The idea here is to look for fairly simple sequences. With that in mind:

If we take $a_n = 2n$ and $b_n = n$ , we see that $a_n - b_n = n$ , and $(n)_{n\in\mathbb{N}}$ diverges to $\infty$ . But if we tried to apply the algebra of limits to this result, it would suggest that $\infty - \infty = \infty$ .
If we take $a_n = n$ and $b_n = 2n$ , we see that $a_n - b_n = -n$ , and $(-n)_{n\in\mathbb{N}}$ diverges to $-\infty$ . But, again, if we tried to apply AoL to this result, it would suggest that $\infty - \infty = -\infty$ . Immediately this conflicts with the answer to part 1)!

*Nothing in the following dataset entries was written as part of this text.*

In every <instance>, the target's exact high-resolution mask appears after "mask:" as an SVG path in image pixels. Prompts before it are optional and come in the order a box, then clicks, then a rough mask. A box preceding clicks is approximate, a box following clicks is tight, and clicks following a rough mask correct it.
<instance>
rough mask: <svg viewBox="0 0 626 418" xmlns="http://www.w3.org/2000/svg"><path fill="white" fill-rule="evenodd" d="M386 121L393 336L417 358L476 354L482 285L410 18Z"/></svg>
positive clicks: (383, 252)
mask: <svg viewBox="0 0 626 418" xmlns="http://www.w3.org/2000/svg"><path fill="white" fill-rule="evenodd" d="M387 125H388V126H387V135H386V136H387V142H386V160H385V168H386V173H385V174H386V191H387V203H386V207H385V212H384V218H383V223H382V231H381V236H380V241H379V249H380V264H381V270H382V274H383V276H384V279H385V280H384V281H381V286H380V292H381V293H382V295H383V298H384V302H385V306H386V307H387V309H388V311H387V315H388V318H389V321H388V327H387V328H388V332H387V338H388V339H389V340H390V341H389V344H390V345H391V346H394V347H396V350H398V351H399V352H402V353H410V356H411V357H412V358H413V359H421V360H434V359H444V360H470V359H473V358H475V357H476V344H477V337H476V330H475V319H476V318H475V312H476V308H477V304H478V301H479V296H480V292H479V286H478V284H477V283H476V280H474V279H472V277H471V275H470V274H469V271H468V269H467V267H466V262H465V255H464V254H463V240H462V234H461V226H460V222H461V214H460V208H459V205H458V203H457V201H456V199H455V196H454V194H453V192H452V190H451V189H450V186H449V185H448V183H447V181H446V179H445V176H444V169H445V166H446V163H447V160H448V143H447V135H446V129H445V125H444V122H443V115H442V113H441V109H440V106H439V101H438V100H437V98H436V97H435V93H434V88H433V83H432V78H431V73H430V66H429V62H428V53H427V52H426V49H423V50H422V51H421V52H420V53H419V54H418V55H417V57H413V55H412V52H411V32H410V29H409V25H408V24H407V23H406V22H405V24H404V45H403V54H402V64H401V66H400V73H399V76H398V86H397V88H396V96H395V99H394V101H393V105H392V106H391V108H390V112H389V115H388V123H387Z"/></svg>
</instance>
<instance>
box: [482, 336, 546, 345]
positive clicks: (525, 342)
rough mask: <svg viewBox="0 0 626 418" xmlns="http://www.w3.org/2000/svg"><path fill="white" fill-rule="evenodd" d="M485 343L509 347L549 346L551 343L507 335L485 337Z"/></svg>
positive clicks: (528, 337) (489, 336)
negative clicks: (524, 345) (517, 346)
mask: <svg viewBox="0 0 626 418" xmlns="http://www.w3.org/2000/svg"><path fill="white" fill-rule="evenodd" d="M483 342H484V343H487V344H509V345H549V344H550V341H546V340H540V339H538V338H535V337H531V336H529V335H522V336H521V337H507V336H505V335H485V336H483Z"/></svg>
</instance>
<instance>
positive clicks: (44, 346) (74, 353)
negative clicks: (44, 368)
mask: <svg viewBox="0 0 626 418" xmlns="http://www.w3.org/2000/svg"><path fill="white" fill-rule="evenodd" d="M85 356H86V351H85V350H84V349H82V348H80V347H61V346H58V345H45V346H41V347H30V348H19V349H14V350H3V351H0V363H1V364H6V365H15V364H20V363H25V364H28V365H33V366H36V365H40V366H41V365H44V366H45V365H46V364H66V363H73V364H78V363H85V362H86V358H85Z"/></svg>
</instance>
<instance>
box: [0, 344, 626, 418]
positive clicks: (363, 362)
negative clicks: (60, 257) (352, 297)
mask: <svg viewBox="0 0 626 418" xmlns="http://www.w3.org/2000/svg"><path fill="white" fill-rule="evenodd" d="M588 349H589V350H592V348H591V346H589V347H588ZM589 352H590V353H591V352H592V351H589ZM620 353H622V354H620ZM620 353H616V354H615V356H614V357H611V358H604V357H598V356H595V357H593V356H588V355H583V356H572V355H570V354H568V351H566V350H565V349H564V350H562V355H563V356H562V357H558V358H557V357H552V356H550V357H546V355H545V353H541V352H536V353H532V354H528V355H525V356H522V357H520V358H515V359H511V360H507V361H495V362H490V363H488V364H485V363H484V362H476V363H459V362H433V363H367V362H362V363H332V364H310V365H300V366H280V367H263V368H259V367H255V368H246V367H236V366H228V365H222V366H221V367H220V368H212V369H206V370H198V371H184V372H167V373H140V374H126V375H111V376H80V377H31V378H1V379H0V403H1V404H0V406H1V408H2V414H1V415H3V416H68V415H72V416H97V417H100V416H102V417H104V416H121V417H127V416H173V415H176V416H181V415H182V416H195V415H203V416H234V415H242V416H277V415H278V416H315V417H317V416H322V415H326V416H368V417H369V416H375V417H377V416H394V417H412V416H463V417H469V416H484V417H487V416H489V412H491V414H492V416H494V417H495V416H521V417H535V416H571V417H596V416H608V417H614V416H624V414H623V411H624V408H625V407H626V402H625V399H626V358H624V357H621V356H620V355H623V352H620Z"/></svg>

Finally, if we take $a_n = b_n = n$ , we see that $a_n - b_n = 0$ , and $(0)_{n \in \mathbb{N}}$ is a convergent sequence — it converges to $0$ . Attempting to apply AoL to this result suggests that $\infty - \infty = 0$ .

What parts 1), 2) and 3) demonstrate is that you can’t consistently define $\infty - \infty$ . (Note: if you take the same sequences from 1), 2) and 3) and divide them, you can see why $\frac{\infty}{\infty}$ isn’t consistently define-able either).